London, April 3rd 2015 | Danai J Gurira
Irecently returned from Zimbabwe; we held our annual retreat and simultaneously conducted a training workshop with American Actor Ross Marquand. We then immediately continued with our Staged Reading Series/Director Mentor Program, this reading helmed by local artist Kudzi Sevenzo. We also commenced preparations for our largest program to date, our collaboration with Ojai Playwright’s Conference where Artistic Director Robert Egan and playwright/screenwriter Stephen Belber are to come to Zimbabwe in May and curate our first ever Playwrights development program: Almasi African Playwright’s Festival. It was been a busy month. But the moment that really hit me the hardest throughout the time I was at home in Zim was a moment in the living room of an old friend. We sat and chatted about old times and our formative years in our beloved Harare and in the theater scene. He then said something that floored me, though I had heard variations of it previously, he said, “Zimbabwean Theater is Dead. Nothing is happening, the feeling of it, the life it used to have is gone. It’s dead”

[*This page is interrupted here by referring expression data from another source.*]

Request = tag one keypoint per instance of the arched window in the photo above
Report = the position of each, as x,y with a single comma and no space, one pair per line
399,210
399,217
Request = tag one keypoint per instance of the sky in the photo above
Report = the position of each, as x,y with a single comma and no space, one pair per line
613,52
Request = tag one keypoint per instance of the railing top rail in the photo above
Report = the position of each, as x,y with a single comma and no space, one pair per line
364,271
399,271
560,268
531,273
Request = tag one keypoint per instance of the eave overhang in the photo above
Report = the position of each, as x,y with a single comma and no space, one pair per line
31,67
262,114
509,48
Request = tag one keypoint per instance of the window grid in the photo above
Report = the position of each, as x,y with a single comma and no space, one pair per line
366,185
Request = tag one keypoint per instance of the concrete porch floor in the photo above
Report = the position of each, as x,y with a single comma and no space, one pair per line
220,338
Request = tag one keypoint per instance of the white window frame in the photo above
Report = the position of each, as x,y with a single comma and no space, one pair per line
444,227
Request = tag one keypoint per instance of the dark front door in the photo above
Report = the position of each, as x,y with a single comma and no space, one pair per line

I would hope to beg to differ.
We have a long way to go to revive our creative sector, but that road must be travelled. There are stunningly talented Zimbabwean artists on the ground, as you can see in the various projects illustrated below, working tirelessly and against all odds to hone their craft and commit themselves to a life in the arts. For them and them especially, I must work against the idea, the premise, that Zimbabwe’s dramatic arts industry lacks life. I witnessed Ross Marquand work with eight keen and talented Zimbabwean artists and in a matter of days when I returned to the workshop transformations had occurred, new discoveries had been found and potentially life long bonds had been formed. I witnessed Staged Reading rehearsals with first time Mentee Director Kudzi Sevenzo, a multi-talented young woman, where her assured hand helmed a room with mentor director Julie Wharton by her side, encouraging and guiding the process. I worked closely with a staff, deeply committed to bringing even more opportunity and access to their fellow local artists. I have watched our Almasi trained actors we facilitated to go to the US excel in the most competitive environments. I have witnessed too many extraordinary breakthroughs, transformative moments in our workshops, productions and trainings to concur with my old friend. That is just not death. But there is a tremendous amount of work to be done.
It does involve a collective effort. It involves the local and international understanding that this art form, in this place, matters. That empowering the African artist assures us that stories that must be told will be told, that underrepresented and misrepresented voices can finally be subjectively heard.
It involves everyone getting involved in every way they can. As an artistic organization, still young and finding its institutional footing, the word “collaborative” has never been more pertinent. There is so much more we are rearing to do, but we cannot accomplish it alone. Indeed, we cannot even accomplish our next project alone. We must collaborate, with local entities in Zimbabwe who can help us build opportunities and infrastructure in this industry, with international structures that can bring honed expertise and resources. The revival of the African dramatic arts cannot happen without the entire village. Every gesture counts, from donating play scripts or a used ipad to coming to teach, to partnering to create a permanent creative space for our local dramatic artists. Every bit makes a difference.
Currently we seek partners to help make our up and coming inaugural Almasi African Playwrights Festival a reality. Any amount, large or small, has a massive impact on the success of this groundbreaking initiative. As we say in Shona, pane basa. We have work to do. And it will take a global village. But I am in it for the long haul. I hope you will join me.